The report, Closing the Circuit, Stimulating End-Use for Rural Electrification, showcases the value of investing in electricity demand, or end-use, offering key learnings for development partners:

  • Develop financing mechanisms that help businesses and consumers better afford equipment, such as irrigation pumps, or switch from diesel-run equipment to electric, such as with flour mills
  • Reduce power costs by resizing high capacity, minigrid power systems using electricity contracts with larger customers to sign up for electricity load before grid design
  • Provide incentives to stimulate private sector sales of electric equipment to agricultural coops, using levers such as customer education roadshows, financial guarantees to equipment sellers, and bulk purchasing agreements
  • Update national electrification programs and strategies so that demand considerations are key alongside supply expansion.
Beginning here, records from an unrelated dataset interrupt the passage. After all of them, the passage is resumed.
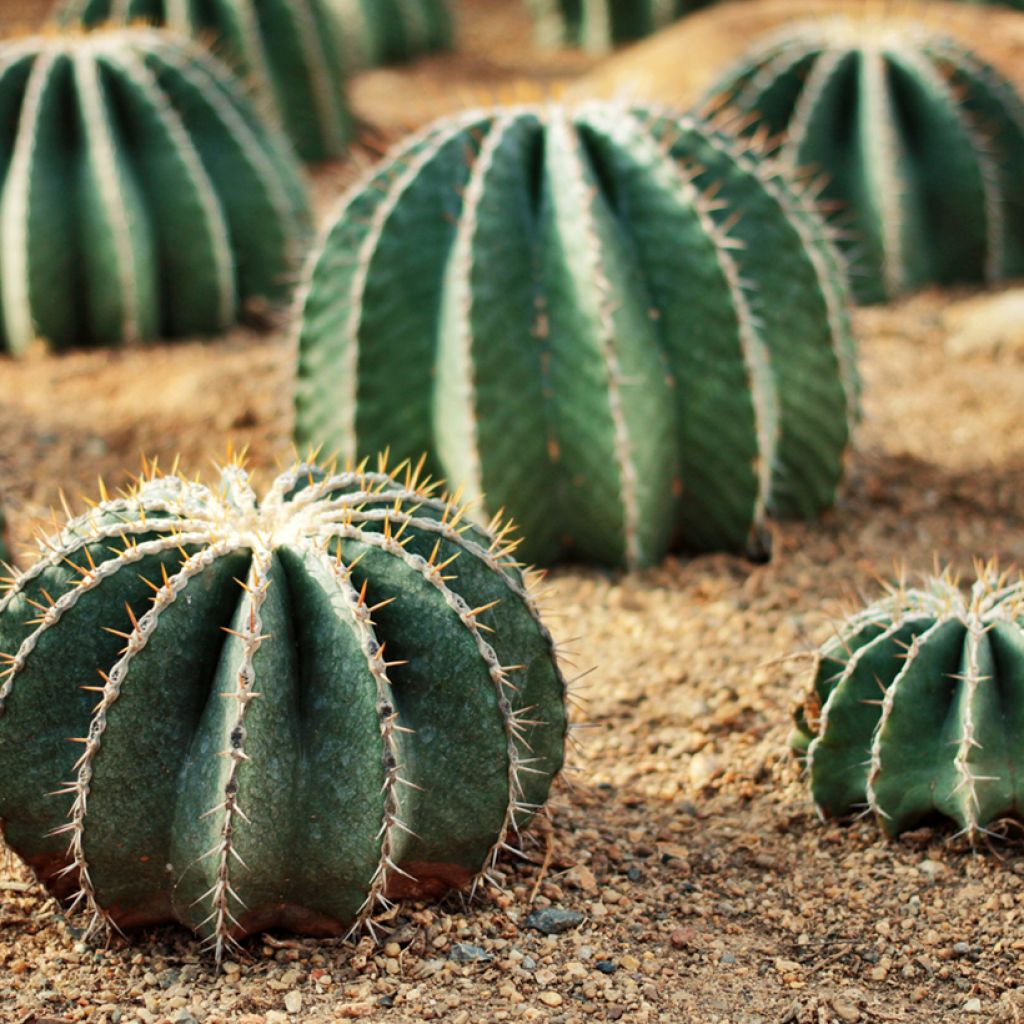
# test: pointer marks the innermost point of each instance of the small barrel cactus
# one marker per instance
(141, 195)
(615, 325)
(600, 25)
(301, 706)
(287, 49)
(377, 32)
(916, 708)
(921, 141)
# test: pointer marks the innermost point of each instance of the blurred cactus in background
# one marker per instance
(915, 137)
(141, 196)
(288, 51)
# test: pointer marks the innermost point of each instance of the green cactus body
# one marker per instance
(916, 138)
(584, 332)
(377, 32)
(140, 195)
(600, 25)
(287, 49)
(916, 709)
(371, 714)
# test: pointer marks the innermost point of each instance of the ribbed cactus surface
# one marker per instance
(141, 197)
(920, 140)
(283, 712)
(615, 325)
(916, 708)
(601, 25)
(288, 50)
(376, 32)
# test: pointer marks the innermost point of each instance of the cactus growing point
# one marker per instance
(600, 25)
(377, 32)
(288, 711)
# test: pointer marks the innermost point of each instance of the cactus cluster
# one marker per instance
(286, 711)
(140, 194)
(288, 50)
(920, 140)
(567, 310)
(916, 708)
(600, 25)
(377, 32)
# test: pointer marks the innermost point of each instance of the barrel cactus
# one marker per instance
(141, 197)
(287, 49)
(916, 710)
(600, 25)
(302, 706)
(613, 324)
(921, 141)
(376, 32)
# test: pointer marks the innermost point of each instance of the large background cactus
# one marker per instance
(600, 25)
(612, 324)
(916, 708)
(377, 32)
(918, 138)
(287, 49)
(141, 195)
(371, 714)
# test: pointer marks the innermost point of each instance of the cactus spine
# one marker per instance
(376, 32)
(373, 714)
(582, 330)
(600, 25)
(140, 195)
(916, 708)
(287, 49)
(918, 138)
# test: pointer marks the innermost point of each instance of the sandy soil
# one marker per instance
(710, 892)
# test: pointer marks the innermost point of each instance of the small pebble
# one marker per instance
(845, 1011)
(465, 952)
(553, 921)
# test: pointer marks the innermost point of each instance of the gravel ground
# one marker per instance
(685, 863)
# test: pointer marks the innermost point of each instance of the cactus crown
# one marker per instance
(616, 325)
(916, 708)
(287, 49)
(373, 714)
(376, 32)
(918, 138)
(600, 25)
(141, 195)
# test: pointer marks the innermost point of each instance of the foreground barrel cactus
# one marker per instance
(921, 141)
(141, 197)
(377, 32)
(287, 49)
(287, 711)
(601, 25)
(615, 325)
(916, 708)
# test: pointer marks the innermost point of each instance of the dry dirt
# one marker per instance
(709, 890)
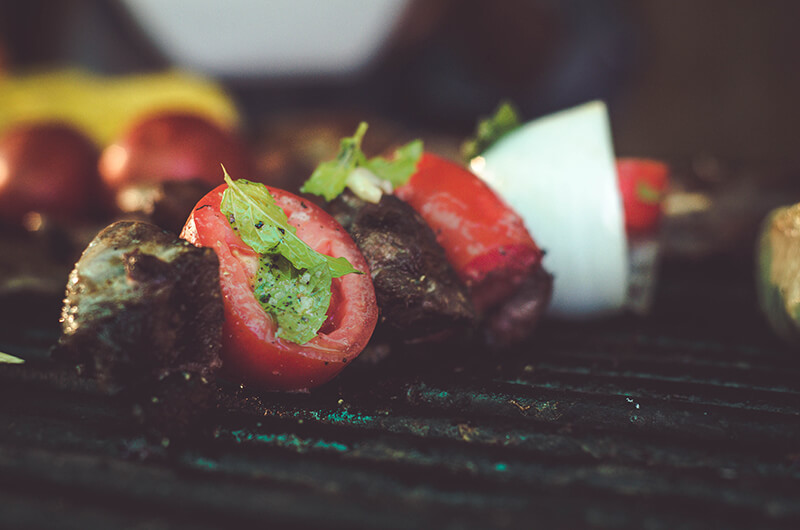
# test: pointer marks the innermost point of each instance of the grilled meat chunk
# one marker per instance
(143, 309)
(419, 294)
(513, 321)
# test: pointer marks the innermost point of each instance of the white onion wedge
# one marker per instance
(558, 172)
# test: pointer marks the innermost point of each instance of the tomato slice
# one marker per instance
(643, 183)
(484, 239)
(251, 352)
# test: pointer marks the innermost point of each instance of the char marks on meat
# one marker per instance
(143, 310)
(514, 320)
(418, 292)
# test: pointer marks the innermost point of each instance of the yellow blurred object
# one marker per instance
(103, 106)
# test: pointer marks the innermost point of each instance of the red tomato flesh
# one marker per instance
(485, 241)
(642, 183)
(251, 352)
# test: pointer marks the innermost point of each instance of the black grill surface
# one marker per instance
(689, 418)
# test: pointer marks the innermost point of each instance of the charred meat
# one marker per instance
(419, 294)
(143, 310)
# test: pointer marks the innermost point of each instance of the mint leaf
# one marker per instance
(297, 299)
(264, 227)
(647, 193)
(5, 358)
(329, 179)
(402, 165)
(489, 130)
(293, 281)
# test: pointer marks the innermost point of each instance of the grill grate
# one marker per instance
(688, 419)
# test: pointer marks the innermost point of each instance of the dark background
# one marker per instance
(684, 78)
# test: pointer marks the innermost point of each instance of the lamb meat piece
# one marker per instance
(166, 204)
(514, 320)
(419, 294)
(143, 310)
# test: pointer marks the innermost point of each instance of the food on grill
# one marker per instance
(484, 241)
(294, 315)
(778, 271)
(143, 310)
(558, 172)
(419, 295)
(165, 162)
(47, 169)
(643, 183)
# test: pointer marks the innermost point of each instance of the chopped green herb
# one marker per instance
(293, 281)
(489, 130)
(10, 359)
(331, 178)
(298, 299)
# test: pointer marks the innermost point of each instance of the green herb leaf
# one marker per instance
(293, 281)
(402, 165)
(489, 130)
(297, 299)
(329, 179)
(10, 359)
(263, 226)
(647, 193)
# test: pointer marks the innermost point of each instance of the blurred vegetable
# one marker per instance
(50, 169)
(778, 271)
(105, 106)
(172, 146)
(643, 184)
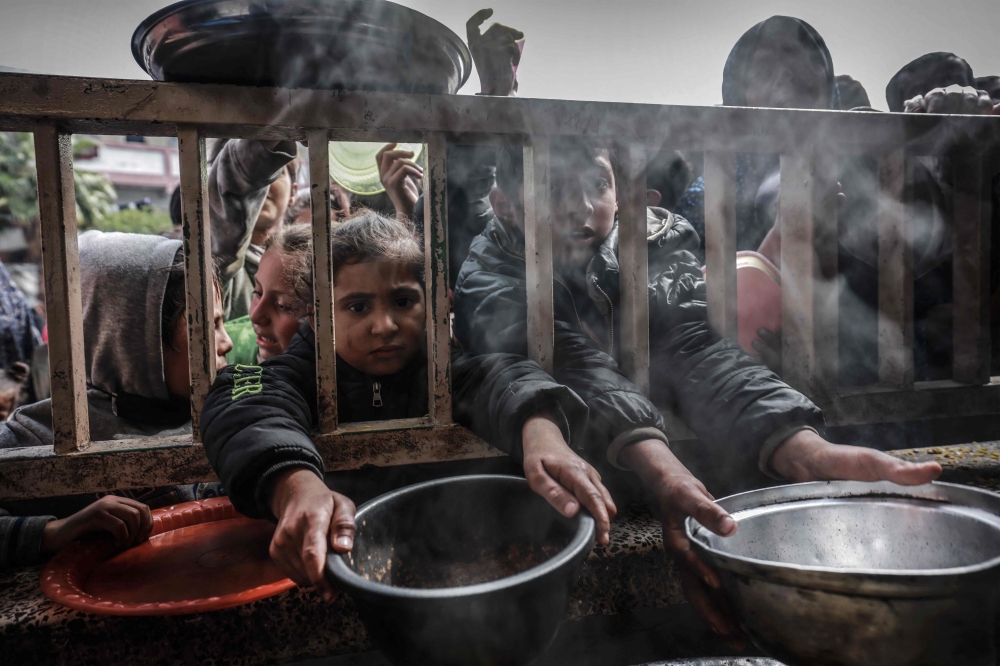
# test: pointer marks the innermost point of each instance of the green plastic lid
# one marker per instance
(352, 164)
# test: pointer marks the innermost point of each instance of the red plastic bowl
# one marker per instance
(201, 556)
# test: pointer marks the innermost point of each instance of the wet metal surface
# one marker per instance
(850, 574)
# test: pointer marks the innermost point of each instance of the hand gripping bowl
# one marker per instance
(320, 44)
(847, 573)
(414, 542)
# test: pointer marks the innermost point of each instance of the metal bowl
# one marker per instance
(410, 542)
(321, 44)
(847, 573)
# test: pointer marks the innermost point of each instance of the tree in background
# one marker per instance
(95, 195)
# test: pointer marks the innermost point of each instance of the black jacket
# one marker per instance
(257, 420)
(726, 397)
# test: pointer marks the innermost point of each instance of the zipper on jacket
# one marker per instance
(610, 320)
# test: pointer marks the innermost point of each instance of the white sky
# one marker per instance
(658, 51)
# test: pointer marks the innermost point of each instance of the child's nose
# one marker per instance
(383, 324)
(258, 314)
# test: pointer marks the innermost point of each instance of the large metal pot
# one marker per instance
(848, 574)
(321, 44)
(433, 530)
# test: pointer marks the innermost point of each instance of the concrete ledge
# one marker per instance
(630, 573)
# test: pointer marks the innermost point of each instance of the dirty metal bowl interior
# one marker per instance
(320, 44)
(413, 571)
(847, 573)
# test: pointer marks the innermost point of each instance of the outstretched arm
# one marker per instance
(237, 187)
(512, 403)
(255, 426)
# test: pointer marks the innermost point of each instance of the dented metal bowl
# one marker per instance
(320, 44)
(847, 573)
(410, 539)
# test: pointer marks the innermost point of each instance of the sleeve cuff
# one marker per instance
(631, 437)
(27, 548)
(776, 439)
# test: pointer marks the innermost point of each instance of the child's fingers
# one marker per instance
(386, 159)
(576, 480)
(383, 150)
(543, 484)
(130, 516)
(146, 528)
(342, 524)
(290, 565)
(399, 174)
(677, 544)
(693, 501)
(313, 552)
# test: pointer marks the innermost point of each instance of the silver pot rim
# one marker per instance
(865, 582)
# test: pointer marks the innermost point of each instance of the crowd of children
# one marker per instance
(564, 429)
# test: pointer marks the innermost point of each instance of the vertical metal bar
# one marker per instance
(633, 260)
(895, 274)
(326, 344)
(720, 242)
(538, 253)
(198, 268)
(970, 278)
(436, 271)
(808, 211)
(63, 307)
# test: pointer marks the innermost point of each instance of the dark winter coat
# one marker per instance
(725, 396)
(258, 420)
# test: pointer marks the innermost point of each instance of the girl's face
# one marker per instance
(274, 310)
(175, 352)
(378, 315)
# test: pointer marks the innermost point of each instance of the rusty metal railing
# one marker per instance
(55, 107)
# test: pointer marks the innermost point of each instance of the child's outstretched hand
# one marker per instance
(310, 517)
(399, 175)
(127, 520)
(496, 52)
(562, 477)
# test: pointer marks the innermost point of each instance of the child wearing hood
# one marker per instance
(731, 402)
(257, 420)
(782, 62)
(135, 339)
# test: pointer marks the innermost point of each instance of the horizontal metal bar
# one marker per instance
(438, 300)
(326, 332)
(150, 107)
(142, 463)
(927, 400)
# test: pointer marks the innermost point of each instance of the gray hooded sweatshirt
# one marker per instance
(123, 278)
(241, 172)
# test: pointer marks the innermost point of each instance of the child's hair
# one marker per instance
(175, 297)
(367, 235)
(510, 160)
(294, 242)
(370, 235)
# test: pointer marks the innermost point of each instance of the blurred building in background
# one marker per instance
(143, 170)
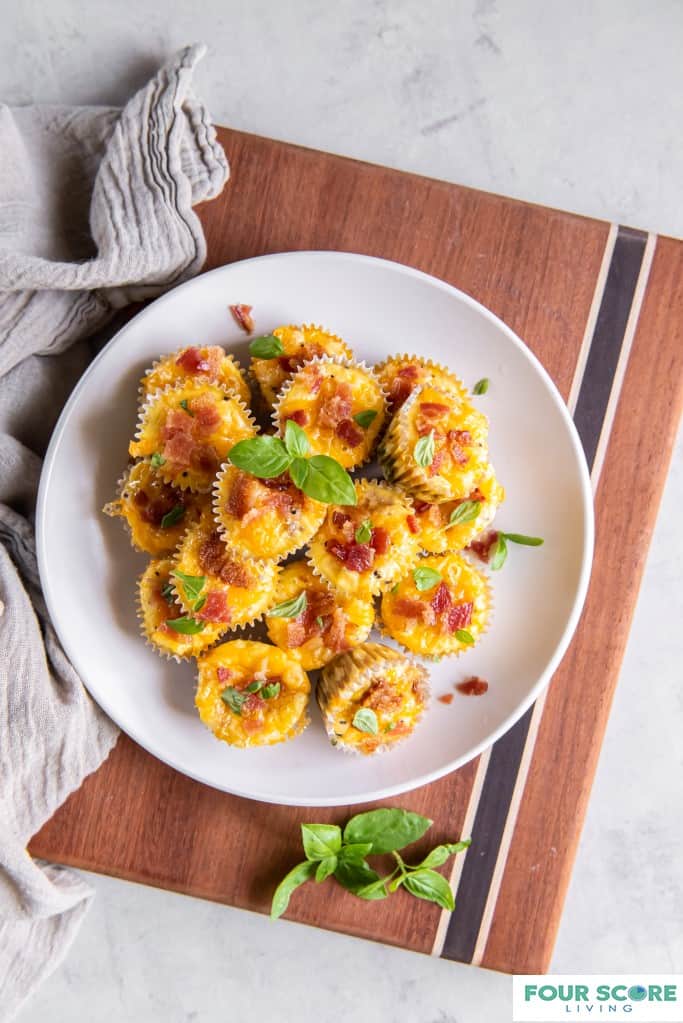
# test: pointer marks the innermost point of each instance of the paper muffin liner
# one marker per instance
(353, 672)
(430, 652)
(268, 394)
(195, 645)
(332, 360)
(188, 479)
(396, 456)
(264, 577)
(236, 384)
(403, 553)
(310, 505)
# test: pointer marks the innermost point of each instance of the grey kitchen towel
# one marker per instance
(95, 213)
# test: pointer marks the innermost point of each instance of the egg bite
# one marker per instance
(216, 584)
(400, 374)
(361, 550)
(187, 431)
(264, 519)
(435, 446)
(300, 345)
(371, 698)
(338, 404)
(251, 694)
(202, 363)
(312, 622)
(165, 625)
(156, 513)
(438, 609)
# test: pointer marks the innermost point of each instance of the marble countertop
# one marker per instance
(574, 106)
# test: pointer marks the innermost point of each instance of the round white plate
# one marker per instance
(89, 571)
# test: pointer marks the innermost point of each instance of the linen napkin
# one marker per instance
(95, 212)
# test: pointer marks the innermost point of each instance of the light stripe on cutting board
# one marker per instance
(500, 781)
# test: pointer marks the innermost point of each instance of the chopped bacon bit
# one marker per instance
(482, 547)
(299, 416)
(459, 616)
(349, 432)
(215, 609)
(473, 686)
(441, 602)
(337, 407)
(379, 540)
(242, 317)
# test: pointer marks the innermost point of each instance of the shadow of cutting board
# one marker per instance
(602, 307)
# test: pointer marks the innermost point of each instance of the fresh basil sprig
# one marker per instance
(424, 450)
(500, 550)
(318, 477)
(329, 851)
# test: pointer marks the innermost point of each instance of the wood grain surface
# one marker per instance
(573, 290)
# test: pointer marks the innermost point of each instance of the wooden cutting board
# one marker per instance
(602, 307)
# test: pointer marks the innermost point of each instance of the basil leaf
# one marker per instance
(425, 579)
(354, 876)
(441, 853)
(289, 609)
(424, 450)
(192, 585)
(267, 347)
(288, 884)
(466, 512)
(430, 886)
(386, 829)
(325, 868)
(326, 481)
(296, 440)
(321, 840)
(263, 456)
(364, 532)
(188, 626)
(174, 516)
(365, 418)
(526, 541)
(234, 699)
(366, 720)
(499, 553)
(299, 472)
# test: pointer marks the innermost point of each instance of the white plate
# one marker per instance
(88, 570)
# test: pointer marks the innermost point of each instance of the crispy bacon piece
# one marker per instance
(473, 686)
(349, 432)
(242, 317)
(459, 616)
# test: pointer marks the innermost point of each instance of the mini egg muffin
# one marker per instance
(156, 513)
(436, 446)
(164, 623)
(453, 525)
(252, 694)
(300, 345)
(400, 374)
(188, 429)
(439, 609)
(216, 584)
(361, 550)
(338, 404)
(206, 363)
(312, 622)
(264, 519)
(371, 698)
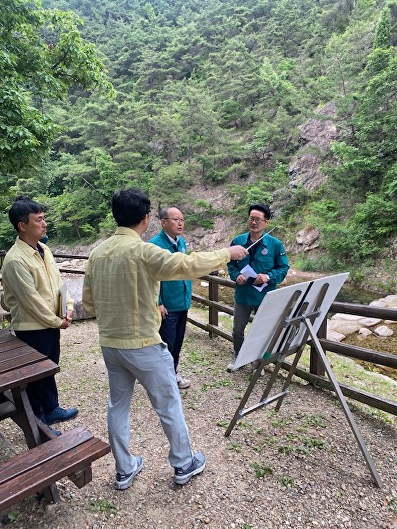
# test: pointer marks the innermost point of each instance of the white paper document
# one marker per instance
(248, 272)
(62, 306)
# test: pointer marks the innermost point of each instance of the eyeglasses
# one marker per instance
(256, 219)
(174, 219)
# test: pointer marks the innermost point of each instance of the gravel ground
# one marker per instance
(300, 468)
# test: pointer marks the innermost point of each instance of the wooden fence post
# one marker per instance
(316, 366)
(213, 294)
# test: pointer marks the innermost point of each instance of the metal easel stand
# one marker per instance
(287, 329)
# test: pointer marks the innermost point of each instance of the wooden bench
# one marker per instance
(70, 454)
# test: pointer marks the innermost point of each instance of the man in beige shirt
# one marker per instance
(121, 288)
(31, 282)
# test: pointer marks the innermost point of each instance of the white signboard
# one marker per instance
(270, 311)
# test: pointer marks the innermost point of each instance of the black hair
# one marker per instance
(163, 213)
(129, 207)
(22, 208)
(261, 207)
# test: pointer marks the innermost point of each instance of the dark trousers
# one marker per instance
(172, 332)
(43, 394)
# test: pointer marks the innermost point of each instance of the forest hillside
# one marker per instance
(213, 105)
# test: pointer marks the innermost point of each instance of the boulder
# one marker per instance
(75, 288)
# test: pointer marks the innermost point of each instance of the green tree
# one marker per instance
(42, 56)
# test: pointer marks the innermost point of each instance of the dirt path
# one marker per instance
(300, 468)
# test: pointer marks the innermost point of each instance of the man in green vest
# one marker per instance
(175, 296)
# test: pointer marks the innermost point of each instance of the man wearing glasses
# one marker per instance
(175, 296)
(267, 258)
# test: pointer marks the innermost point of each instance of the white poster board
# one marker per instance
(270, 311)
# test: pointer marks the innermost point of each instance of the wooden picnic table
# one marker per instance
(49, 457)
(20, 364)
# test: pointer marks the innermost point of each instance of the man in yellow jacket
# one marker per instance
(31, 283)
(121, 288)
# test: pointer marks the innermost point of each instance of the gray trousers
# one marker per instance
(153, 367)
(241, 317)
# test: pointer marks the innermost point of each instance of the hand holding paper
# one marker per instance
(62, 307)
(248, 272)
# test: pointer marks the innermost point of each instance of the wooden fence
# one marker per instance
(315, 374)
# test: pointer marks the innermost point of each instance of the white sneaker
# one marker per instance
(183, 383)
(230, 367)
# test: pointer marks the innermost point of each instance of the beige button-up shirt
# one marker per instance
(31, 287)
(121, 286)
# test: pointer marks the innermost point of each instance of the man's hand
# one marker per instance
(163, 312)
(261, 278)
(237, 252)
(67, 321)
(241, 280)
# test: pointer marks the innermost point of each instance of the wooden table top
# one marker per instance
(21, 364)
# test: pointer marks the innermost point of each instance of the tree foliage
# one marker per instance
(210, 92)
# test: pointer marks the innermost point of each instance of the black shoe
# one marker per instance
(197, 465)
(60, 414)
(123, 481)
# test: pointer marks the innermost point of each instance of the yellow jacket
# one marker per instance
(31, 287)
(121, 286)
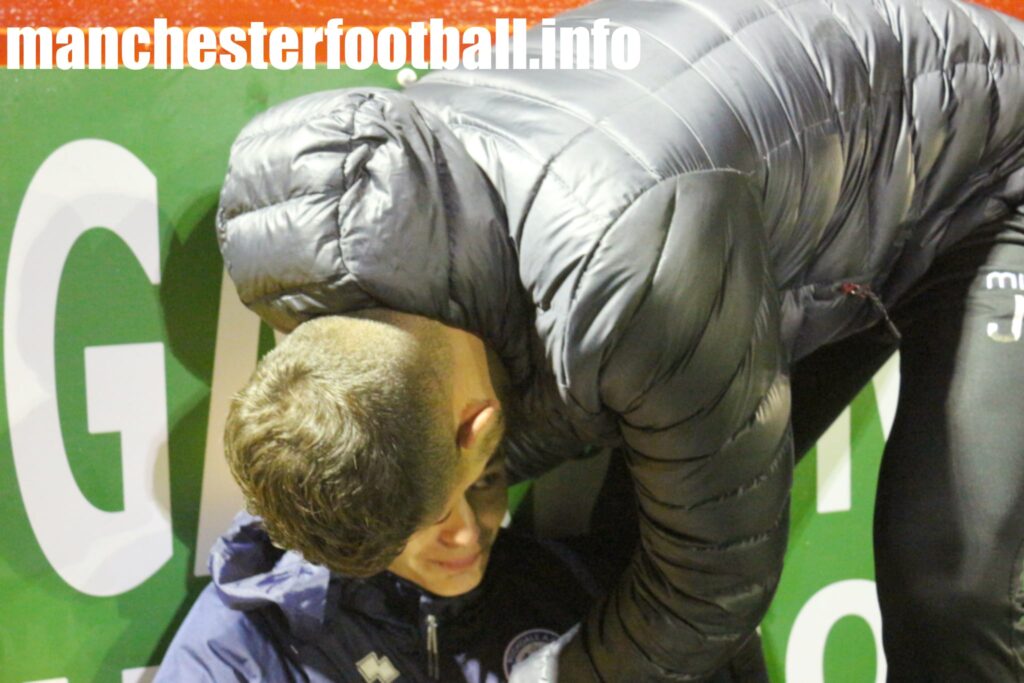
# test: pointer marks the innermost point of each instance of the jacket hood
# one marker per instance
(249, 572)
(352, 199)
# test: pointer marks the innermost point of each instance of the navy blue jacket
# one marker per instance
(270, 615)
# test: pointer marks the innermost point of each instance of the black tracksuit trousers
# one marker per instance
(949, 512)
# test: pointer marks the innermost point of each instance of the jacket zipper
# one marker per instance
(433, 657)
(865, 292)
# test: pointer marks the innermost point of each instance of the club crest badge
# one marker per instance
(525, 644)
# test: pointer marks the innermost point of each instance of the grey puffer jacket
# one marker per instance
(648, 251)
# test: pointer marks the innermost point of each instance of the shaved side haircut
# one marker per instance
(343, 440)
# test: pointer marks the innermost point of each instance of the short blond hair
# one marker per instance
(343, 439)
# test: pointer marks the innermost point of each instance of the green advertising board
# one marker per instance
(121, 345)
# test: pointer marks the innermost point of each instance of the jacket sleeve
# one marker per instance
(674, 330)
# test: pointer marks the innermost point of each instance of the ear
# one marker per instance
(476, 423)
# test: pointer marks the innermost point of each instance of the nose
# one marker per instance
(461, 528)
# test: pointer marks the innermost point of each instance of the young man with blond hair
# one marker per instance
(350, 421)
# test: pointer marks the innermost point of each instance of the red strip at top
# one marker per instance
(272, 12)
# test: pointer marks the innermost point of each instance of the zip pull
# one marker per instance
(865, 292)
(433, 656)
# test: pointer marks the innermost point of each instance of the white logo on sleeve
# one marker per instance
(525, 644)
(377, 670)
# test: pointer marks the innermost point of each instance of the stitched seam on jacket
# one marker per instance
(588, 259)
(280, 203)
(699, 72)
(673, 539)
(734, 39)
(302, 289)
(469, 83)
(760, 323)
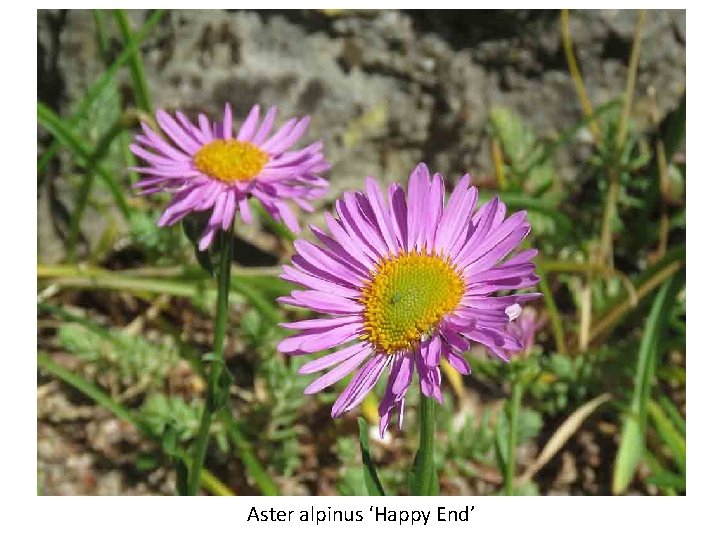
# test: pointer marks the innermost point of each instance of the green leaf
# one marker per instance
(372, 481)
(64, 133)
(673, 129)
(669, 435)
(181, 476)
(221, 393)
(667, 479)
(142, 94)
(632, 442)
(97, 89)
“We believe there is an enormous opportunity for development partners, governments, and investors to focus effort on providing the financing and training needed to enable consumers to identify and afford energy efficient and productivity enhancing equipment alongside ongoing supply expansion efforts.” said Scarlett Santana, RMI Senior Associate and co-author of the report.

Rocky Mountain Institute works in sub-Saharan Africa to increase access to and the productive use of sustainable electricity. To date, the SEED program has worked with partners in Rwanda, Uganda, Sierra Leone, Nigeria, and Ethiopia. The program receives generous support from The Rockefeller Foundation, Virgin Unite, the Global Environment Facility, the United Nations Development Programme, Schneider Electric, and individual supporters.